Naquele domingo, fui convocado para dar depoimentos à TV sobre Adolpho, principalmente na Rede Manchete. Ainda ficamos um tempo na redação, esboçando o fechamento da revista naquela segunda-feira – seria quase uma edição especial sobre Adolpho.

Chovia torrencialmente. Fizemos a longa viagem de trinta quilômetros até Vila Rosali – Lena e eu – no carro do casal Norma e Murilo Melo Filho, com direito a motorista particular. A presença de Xuxa (que ganhara fama e acesso à TV Globo graças à Manchete), Angélica, Cristiana Oliveira da novela Pantanal e outras celebridades atraiu a tietagem local, mesmo debaixo do aguaceiro. Para conseguir uma visão melhor, havia gente sentada até no muro do cemitério. Uma pequena multidão de fieis se acotovelava junto ao túmulo de Adolpho Bloch na hora do enterro.

Procurando um ângulo melhor, o fotógrafo Nilton Ricardo subiu num túmulo vizinho e Jeová o fulminou no ato pelo sacrilégio com um tombo quase fatal – Nilton se safou agarrando-se a uma lápide, que cedeu, levando consigo na queda uma meia dúzia de outros fotógrafos.

Do meu lado, Arnaldo Bloch, sobrinho-neto de Adolpho, me explicava o simbolismo da linha férrea que margeia o cemitério. Quando um corpo acaba de ser enterrado passa sempre um trem. Não deu outra: mal os despojos de Adolpho Bloch eram cobertos pela tampa da sepultura, um trem se deslocou lentamente no horizonte como uma longa cobra.

Voltamos de carona com o Mauro Costa, chefe de reportagem da televisão. Ainda chovia forte.

Às dezenove horas começamos o fechamento da revista, que varou a noite. Na capa, um belo retrato de Sérgio Zalis do homem que havia criado a Manchete havia 43 anos.

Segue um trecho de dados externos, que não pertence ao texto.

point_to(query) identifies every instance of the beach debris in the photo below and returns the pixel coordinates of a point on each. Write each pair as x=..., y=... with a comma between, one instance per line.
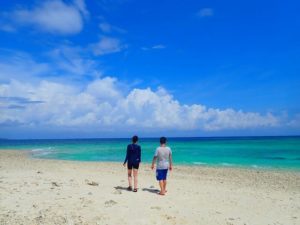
x=54, y=184
x=110, y=203
x=117, y=192
x=92, y=183
x=155, y=207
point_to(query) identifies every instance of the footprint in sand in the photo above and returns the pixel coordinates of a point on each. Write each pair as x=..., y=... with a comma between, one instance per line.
x=110, y=203
x=117, y=192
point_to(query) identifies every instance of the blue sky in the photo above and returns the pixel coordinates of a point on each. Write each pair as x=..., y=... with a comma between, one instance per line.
x=178, y=68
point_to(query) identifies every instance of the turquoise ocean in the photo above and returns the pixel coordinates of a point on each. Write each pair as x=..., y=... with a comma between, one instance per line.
x=254, y=152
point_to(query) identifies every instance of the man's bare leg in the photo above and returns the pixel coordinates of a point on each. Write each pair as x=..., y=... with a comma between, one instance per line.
x=135, y=175
x=130, y=178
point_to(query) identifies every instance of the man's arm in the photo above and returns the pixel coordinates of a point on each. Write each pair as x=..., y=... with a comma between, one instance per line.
x=139, y=154
x=153, y=162
x=170, y=161
x=127, y=154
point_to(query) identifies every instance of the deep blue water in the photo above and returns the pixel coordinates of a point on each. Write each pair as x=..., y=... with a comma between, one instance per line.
x=266, y=152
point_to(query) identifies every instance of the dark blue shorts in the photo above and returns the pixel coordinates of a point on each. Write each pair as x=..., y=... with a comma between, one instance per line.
x=161, y=174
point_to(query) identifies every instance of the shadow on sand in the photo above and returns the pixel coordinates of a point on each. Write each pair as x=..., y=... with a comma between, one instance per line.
x=151, y=190
x=122, y=188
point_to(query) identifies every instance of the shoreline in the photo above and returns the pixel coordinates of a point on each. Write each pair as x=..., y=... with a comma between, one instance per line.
x=204, y=165
x=42, y=191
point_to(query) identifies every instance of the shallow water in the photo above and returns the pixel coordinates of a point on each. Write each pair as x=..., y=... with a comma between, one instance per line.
x=255, y=152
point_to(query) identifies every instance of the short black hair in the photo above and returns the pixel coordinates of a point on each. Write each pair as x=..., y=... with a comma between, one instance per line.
x=163, y=140
x=135, y=139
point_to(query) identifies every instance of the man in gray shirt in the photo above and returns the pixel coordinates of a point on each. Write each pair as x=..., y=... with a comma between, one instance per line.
x=163, y=156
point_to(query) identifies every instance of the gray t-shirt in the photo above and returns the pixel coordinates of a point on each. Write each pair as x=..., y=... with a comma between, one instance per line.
x=162, y=154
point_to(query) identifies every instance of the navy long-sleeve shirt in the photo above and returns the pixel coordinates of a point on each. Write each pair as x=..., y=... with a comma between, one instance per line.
x=133, y=154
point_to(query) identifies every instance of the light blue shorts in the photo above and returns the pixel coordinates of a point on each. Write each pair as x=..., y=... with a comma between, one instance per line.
x=161, y=174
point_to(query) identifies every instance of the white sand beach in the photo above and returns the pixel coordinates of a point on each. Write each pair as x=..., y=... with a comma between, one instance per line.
x=35, y=191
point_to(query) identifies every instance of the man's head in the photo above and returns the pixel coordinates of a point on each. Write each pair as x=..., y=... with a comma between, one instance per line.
x=135, y=139
x=163, y=140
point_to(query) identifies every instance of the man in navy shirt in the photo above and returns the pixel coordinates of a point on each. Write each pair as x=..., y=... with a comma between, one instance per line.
x=133, y=159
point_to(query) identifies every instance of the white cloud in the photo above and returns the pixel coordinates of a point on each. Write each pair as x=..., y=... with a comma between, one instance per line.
x=53, y=16
x=108, y=28
x=205, y=12
x=73, y=60
x=102, y=105
x=107, y=45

Os cariocas mais afortunados gozavam as últimas horas de lazer que lhes foram conferidas, pela primeira vez, por Zumbi dos Palmares.



FOTOMEMÓRIA DA REDAÇÃO
Hall do prédio do Russell, manhã de 20 de novembro de 1995. Já com a missão de fechar o número especial da Manchete em homenagem ao seu fundador, parte da redação fez uma pausa para receber o corpo de Adolpho Bloch, transladado de São Paulo. Na foto, João Silva, Regina, Orlandinho, Alberto, José Carlos, Muggiati, Cesar, Ney Bianchi, Esmeraldo, Paulinho e Pinto.